Complex tools with many parameters or behaviors need more documentation. Simple tools need less. This dimension scales expectations accordingly.

Parameters3/5

Does the description clarify parameter syntax, constraints, interactions, or defaults beyond what the schema provides?

Schema description coverage is 100%, so the schema already documents all 5 parameters thoroughly. The description adds minimal value beyond the schema - it mentions 'approve step if needed' which relates to the approvalCap parameter, but doesn't provide additional semantic context about parameter interactions or usage patterns. Baseline 3 is appropriate when the schema does the heavy lifting.

Input schemas describe structure but not intent. Descriptions should explain non-obvious parameter relationships and valid value ranges.

Purpose5/5

Does the description clearly state what the tool does and how it differs from similar tools?

The description clearly states the specific action ('Build an unsigned Morpho Blue supplyCollateral transaction'), the resource ('adds collateral to a market'), and distinguishes it from siblings by specifying it's for Morpho Blue collateral supply (vs. other prepare_morpho_* tools like prepare_morpho_supply, prepare_morpho_withdraw_collateral).
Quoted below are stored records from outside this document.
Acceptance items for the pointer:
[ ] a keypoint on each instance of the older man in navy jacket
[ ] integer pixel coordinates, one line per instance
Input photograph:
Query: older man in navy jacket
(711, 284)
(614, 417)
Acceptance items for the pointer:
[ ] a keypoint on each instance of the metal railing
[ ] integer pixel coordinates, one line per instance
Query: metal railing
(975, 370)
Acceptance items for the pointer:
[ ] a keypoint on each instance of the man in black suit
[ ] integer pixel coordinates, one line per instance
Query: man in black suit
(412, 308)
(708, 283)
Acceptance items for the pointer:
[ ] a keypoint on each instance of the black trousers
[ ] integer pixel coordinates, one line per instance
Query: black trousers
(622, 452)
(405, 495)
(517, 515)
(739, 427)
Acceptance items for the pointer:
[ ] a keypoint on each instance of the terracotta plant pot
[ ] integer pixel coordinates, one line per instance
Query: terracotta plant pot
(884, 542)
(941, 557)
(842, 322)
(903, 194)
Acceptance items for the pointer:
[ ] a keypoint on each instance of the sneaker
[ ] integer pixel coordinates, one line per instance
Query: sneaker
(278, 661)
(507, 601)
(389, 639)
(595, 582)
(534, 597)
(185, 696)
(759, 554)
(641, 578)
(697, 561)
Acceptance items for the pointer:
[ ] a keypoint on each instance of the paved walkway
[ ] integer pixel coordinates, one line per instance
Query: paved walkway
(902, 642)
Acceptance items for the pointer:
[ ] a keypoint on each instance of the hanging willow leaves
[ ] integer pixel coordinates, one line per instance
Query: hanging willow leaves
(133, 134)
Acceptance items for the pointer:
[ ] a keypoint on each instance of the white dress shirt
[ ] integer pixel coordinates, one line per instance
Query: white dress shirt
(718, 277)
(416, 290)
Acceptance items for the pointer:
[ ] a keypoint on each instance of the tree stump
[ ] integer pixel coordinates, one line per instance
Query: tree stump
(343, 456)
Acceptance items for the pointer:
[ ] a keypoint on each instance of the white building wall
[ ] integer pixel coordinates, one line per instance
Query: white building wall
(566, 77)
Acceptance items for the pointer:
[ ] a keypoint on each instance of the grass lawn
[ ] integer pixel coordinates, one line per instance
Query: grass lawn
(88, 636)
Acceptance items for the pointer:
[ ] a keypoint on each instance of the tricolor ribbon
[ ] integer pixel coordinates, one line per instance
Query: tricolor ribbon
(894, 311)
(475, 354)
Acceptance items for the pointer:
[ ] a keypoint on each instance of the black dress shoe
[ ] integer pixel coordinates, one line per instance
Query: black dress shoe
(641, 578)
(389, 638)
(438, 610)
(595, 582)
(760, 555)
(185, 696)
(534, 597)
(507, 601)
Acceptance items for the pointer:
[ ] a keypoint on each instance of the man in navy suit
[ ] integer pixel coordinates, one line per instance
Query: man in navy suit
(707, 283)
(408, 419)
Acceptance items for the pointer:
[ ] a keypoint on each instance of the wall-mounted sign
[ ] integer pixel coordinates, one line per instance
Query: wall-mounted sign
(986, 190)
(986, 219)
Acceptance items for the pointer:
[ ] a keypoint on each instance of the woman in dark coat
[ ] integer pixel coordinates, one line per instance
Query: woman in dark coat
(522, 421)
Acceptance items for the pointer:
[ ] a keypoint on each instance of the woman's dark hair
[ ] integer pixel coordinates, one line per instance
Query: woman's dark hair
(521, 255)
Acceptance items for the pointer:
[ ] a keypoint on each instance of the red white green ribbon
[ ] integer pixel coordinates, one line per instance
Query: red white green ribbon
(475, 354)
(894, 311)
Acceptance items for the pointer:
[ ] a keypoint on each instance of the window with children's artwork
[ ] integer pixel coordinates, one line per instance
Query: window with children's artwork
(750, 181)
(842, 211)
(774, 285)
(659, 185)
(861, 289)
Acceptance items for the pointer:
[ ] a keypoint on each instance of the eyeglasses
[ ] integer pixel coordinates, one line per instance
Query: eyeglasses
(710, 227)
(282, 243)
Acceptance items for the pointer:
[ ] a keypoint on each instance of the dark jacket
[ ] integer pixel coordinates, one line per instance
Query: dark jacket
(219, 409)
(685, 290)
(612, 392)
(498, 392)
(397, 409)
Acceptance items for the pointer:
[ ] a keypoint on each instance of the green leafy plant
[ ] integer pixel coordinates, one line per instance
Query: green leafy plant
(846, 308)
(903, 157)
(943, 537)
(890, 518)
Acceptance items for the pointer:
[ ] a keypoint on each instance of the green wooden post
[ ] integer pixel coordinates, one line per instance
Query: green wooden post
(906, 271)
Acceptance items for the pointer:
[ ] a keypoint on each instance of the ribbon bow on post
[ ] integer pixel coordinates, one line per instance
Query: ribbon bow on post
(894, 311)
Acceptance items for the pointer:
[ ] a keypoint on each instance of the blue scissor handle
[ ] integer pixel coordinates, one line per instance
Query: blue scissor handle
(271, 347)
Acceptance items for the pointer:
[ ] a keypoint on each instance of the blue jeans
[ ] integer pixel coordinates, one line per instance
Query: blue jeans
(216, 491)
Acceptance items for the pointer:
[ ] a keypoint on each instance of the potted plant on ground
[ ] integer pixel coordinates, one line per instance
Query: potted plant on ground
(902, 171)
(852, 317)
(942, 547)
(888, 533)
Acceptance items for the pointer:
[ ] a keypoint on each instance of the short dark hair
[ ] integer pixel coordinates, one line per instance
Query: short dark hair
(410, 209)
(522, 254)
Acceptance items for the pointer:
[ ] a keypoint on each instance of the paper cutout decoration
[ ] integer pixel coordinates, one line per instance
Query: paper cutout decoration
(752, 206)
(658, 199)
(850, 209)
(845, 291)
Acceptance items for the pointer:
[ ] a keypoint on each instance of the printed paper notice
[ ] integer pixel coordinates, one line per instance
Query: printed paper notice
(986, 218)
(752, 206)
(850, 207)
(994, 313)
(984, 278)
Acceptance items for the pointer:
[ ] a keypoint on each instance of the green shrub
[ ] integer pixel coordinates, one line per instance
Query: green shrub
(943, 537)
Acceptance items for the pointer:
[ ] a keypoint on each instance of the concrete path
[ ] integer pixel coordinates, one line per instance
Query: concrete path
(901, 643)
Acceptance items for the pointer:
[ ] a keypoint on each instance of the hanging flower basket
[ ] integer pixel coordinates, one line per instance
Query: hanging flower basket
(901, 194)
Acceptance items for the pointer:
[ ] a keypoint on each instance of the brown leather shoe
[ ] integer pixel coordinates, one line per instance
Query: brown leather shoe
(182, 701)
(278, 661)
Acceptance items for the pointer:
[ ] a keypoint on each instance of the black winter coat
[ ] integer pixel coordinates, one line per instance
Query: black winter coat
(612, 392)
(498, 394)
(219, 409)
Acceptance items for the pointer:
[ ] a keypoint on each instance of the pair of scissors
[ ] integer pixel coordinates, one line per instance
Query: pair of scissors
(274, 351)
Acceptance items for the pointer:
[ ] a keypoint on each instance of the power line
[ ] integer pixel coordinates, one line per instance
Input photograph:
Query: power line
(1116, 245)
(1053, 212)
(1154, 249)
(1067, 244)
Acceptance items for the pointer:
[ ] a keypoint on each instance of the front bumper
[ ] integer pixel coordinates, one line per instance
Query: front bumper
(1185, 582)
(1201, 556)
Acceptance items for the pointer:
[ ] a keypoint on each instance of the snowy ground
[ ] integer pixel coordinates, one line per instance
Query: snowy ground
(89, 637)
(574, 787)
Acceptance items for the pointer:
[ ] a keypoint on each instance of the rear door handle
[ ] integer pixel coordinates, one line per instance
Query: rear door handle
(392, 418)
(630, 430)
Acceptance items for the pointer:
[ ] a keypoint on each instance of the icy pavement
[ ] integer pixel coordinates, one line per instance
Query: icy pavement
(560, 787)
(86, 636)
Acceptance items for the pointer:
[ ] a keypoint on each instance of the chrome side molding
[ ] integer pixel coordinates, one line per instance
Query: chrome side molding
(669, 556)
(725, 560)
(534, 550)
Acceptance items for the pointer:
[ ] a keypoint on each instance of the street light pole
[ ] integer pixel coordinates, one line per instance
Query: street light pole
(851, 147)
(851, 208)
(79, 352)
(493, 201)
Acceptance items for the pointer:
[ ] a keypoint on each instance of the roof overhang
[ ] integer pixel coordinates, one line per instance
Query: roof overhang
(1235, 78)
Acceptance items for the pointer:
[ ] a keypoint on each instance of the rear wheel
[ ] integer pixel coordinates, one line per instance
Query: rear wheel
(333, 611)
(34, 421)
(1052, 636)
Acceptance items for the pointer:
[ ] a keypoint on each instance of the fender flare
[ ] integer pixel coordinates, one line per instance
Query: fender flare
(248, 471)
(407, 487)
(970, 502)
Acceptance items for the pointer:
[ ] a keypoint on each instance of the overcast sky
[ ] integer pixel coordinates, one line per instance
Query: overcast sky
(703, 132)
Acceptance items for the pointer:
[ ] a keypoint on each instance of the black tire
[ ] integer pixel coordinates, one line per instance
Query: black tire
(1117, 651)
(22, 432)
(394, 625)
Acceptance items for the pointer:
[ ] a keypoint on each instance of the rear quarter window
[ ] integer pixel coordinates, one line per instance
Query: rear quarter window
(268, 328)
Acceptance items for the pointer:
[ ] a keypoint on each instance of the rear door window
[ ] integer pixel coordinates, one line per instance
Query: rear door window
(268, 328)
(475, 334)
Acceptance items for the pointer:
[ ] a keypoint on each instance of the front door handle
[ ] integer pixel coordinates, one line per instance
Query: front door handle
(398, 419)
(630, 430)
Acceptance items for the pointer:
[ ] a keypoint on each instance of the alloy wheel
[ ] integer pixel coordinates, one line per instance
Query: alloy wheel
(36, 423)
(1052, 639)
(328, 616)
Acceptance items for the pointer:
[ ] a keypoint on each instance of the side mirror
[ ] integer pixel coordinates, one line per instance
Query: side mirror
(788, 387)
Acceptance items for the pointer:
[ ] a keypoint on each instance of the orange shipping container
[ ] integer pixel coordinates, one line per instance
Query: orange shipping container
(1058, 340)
It explicitly mentions the 'approve step if needed' which differentiates it from simpler transactions.

Agents choose between tools based on descriptions. A clear purpose with a specific verb and resource helps agents select the right tool.

Usage Guidelines4/5

Does the description explain when to use this tool, when not to, or what alternatives exist?

The description provides clear context about when to use this tool ('adds collateral to a market') and references a sibling tool for discovery ('Discover via get_morpho_positions' in the schema). However, it doesn't explicitly state when NOT to use it or name specific alternatives among the many sibling prepare_* tools (e.g., when to use prepare_morpho_supply vs. prepare_morpho_supply_collateral).

Agents often have multiple tools that could apply. Explicit usage guidance like "use X instead of Y when Z" prevents misuse.